Важно также различать в нарушении инерции восприятия две сто­роны. Иногда акцент лежит на том, что нечто ожидаемое не насту­пает. Иногда же на том, что наступает нечто неожидавшееся. Ясно, что компенсация нарушения в виде последующего (на расстоянии) удов­летворения ожидания естественнее в первом случае, ибо во втором, хотя неожиданность и налицо, но, собственно, нет ясно выраженного обмана определенного ожидания. Неожиданное событие может быть оправдано его подспудной подготовкой, приданием ему естественной (и важной в данных условиях) дополнительной функции, последующим (или одновременным) установлением связей между ним и другими элементами произведения. Возвращаясь к примеру, приведенному в предыдущем разделе, отметим, что введение в коду увертюры к «Рус­лану» новой и необычной темы (целотоновой гаммы), несомненно, нарушает исторически сложившуюся инерцию восприятия. Мы также упомянули и о некоторых средствах, с помощью которых это наруше­ние оправдывается: функция завершения формы, типичная для нисхо­дящих гамм баса в кодах, подготовка темы Черномора непосредст­венно предшествующими гаммами более обычного типа (добавим к этому контрапунктическое соединение целотоновой гаммы с мотивом главной партии; о других средствах речь будет в третьей части книги).

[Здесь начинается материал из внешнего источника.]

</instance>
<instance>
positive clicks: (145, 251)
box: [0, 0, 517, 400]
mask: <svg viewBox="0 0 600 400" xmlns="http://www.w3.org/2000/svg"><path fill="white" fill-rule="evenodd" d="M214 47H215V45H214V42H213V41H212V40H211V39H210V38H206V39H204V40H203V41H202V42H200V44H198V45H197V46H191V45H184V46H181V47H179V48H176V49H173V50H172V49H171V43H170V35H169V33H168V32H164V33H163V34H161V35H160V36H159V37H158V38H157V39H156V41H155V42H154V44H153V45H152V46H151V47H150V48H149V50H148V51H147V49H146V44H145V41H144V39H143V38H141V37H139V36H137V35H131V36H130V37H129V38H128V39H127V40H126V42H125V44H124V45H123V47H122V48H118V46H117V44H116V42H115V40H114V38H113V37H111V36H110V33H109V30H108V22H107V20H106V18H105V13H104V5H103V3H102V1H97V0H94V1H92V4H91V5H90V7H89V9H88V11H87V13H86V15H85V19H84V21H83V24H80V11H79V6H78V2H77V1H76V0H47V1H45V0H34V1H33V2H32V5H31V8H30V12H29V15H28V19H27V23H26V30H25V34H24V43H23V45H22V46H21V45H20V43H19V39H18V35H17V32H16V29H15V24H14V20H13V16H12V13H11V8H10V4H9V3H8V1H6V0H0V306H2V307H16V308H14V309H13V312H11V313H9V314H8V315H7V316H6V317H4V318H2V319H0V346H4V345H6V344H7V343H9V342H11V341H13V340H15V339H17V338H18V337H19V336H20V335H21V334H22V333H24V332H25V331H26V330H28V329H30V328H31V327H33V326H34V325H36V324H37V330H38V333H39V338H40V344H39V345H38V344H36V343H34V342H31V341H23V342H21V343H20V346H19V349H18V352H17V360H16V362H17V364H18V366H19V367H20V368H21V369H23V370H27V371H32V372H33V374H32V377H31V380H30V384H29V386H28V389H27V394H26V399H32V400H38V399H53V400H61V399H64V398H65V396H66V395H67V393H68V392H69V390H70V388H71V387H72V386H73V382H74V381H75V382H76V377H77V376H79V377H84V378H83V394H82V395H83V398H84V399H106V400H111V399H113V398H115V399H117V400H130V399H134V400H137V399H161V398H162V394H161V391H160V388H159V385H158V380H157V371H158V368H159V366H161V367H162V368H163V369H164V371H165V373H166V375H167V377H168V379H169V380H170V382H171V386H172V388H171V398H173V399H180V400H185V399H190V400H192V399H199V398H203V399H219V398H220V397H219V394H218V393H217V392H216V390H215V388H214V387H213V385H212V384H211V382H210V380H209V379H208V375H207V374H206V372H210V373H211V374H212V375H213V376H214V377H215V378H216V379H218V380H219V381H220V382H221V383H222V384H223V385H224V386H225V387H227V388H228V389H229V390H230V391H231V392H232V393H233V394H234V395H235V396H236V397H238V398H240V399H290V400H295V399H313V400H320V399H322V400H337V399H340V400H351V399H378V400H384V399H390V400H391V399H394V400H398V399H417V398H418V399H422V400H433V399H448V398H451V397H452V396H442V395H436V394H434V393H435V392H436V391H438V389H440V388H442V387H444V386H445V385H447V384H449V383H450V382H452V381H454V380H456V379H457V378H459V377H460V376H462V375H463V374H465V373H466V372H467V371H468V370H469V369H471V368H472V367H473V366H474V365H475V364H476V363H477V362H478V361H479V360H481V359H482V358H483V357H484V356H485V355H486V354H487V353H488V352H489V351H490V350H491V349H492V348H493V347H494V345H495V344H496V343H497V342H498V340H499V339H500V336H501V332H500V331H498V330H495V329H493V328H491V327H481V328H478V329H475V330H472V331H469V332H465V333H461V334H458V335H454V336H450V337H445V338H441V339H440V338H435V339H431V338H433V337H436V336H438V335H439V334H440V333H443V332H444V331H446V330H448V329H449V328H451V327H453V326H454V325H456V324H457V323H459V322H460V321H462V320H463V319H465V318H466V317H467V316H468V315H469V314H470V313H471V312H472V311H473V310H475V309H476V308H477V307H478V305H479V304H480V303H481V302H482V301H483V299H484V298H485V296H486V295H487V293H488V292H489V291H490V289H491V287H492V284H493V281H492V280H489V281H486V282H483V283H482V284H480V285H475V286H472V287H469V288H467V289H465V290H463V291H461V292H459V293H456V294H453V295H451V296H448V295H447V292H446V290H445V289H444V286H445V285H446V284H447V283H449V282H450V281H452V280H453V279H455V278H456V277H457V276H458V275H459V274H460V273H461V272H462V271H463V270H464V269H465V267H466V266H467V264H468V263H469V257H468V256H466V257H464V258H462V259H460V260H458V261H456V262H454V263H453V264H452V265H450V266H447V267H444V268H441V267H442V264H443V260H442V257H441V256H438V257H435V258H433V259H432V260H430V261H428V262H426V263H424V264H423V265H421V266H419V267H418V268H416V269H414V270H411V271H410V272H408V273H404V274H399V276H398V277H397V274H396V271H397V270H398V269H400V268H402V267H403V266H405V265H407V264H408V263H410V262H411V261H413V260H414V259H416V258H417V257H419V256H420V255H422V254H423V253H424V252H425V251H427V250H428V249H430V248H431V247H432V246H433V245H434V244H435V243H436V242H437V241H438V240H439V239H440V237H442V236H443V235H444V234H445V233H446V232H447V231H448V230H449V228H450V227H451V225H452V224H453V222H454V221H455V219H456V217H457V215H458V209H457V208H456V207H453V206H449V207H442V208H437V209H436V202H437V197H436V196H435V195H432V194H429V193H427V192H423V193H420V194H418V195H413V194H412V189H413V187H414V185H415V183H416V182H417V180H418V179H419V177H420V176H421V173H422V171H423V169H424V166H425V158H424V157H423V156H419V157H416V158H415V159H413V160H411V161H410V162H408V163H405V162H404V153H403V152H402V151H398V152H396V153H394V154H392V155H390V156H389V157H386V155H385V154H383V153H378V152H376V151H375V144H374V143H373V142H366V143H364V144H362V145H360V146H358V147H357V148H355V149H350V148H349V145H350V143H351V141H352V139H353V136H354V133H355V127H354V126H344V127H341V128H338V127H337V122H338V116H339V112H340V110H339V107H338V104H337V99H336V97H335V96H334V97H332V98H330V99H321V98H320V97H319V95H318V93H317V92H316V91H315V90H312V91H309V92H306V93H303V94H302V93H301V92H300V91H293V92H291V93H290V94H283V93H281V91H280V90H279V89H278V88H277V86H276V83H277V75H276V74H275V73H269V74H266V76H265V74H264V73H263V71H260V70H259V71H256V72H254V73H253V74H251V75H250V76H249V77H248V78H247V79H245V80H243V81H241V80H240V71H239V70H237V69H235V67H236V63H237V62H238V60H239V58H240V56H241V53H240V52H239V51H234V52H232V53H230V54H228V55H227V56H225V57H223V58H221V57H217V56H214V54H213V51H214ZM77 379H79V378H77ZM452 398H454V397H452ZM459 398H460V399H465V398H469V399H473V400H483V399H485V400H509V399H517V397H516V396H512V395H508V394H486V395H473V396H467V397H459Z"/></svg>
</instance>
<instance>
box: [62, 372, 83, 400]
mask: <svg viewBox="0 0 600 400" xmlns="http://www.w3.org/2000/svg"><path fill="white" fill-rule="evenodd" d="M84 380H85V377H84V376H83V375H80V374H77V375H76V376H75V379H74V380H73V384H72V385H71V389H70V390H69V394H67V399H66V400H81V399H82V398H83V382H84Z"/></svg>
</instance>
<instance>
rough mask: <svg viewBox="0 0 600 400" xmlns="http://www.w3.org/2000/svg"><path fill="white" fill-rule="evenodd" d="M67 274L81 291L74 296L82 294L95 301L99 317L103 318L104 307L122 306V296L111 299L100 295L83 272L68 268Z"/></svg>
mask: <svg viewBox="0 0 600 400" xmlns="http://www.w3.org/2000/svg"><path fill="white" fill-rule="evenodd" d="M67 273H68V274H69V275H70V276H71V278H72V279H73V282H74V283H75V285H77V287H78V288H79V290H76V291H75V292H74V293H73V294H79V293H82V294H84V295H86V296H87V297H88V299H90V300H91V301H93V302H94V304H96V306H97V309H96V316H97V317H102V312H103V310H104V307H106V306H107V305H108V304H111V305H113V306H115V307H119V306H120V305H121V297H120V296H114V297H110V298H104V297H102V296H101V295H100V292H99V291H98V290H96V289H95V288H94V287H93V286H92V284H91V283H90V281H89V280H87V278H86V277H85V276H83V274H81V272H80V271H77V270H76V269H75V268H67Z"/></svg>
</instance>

Наконец, в связи со всем изложенным надо иметь в виду, что сама противоположность между ожидаемым и неожиданным (а зна­чит, и между следованием инерции восприятия и ее нарушением) не абсолютна, а относительна. Это видно уже из того, что есть разные степени неожиданности и ожидания. И событие лишь сравнительно менее вероятное и менее ожидаемое, чем другие, иногда способно, если оно произойдет, произвести впечатление неожиданного [Следует, впрочем, также оговорить, что вероятность события и сила его психологического ожидания — разные понятия и разные величины, хотя нередко так или иначе связывающиеся между собой.].

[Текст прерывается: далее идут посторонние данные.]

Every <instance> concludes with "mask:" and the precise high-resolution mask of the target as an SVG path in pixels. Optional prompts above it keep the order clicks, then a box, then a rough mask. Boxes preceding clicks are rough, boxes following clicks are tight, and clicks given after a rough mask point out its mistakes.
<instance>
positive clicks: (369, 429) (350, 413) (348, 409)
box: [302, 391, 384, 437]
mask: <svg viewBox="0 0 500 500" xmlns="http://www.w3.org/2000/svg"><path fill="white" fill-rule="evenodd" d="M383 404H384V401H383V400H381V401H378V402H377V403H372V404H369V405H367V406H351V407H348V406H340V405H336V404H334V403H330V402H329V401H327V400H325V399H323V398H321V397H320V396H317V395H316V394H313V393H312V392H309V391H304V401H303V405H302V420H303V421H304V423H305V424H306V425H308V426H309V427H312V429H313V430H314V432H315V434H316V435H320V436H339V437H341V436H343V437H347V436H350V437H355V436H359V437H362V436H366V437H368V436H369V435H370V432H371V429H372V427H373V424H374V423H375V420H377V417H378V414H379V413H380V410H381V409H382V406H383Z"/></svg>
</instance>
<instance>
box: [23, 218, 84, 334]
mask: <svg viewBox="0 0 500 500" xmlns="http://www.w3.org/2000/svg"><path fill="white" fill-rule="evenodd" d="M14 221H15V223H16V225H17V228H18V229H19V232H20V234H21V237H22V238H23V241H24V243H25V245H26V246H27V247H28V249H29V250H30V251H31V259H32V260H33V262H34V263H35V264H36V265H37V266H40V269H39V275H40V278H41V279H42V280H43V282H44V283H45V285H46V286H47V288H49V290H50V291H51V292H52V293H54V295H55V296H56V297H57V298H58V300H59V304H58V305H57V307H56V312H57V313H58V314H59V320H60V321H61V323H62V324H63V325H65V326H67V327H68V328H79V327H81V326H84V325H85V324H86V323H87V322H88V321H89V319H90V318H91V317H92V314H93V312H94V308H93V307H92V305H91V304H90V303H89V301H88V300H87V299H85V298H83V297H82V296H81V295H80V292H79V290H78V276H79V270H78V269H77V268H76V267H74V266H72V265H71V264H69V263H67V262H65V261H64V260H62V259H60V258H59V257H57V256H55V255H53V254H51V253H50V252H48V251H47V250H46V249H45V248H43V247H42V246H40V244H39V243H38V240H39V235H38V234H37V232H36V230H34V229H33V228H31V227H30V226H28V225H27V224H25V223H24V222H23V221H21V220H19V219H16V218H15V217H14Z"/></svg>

Далее, существуют инерционные закономерности разных типов, планов, уровней. Неожиданность с точки зрения одного из них может не оказаться таковой с точки зрения другого. Так, прерванный ка­данс, несомненно, представляет собой нарушение инерции восприятия определенного уровня и типа. Но он встречается настолько часто, что его неожиданность лишь относительна. А в ситуациях, где сово­купность ряда условий делает завершение музыкальной мысли преж­девременным, опытный слушатель даже ожидает, что возможный пол­ный совершенный каданс, вероятно, будет заменен прерванным или несовершенным. Если же такое положение имеет место в пределах, например, куплета песни, музыка которого затем несколько раз точно повторяется, то при повторениях слушатель будет в соответствующих местах ожидать этого прерванного каданса уже с полной определен­ностью — в силу начавшей действовать новой инерции восприятия. Наконец, виды ожидания различаются — и это очень важно для восприятия художественных произведений — также по степени их осо­знанности. Диапазон тут велик — от ясного представления об ожидае­мом до полной скрытости в глубинах подсознания даже самого факта ожидания (в последнем случае он обнаруживает себя лишь в чувстве удовлетворения, наступающем в тот момент, когда ожидание оправ­дывается). И опять-таки — неожиданное для сознания может не быть таковым для подсознания.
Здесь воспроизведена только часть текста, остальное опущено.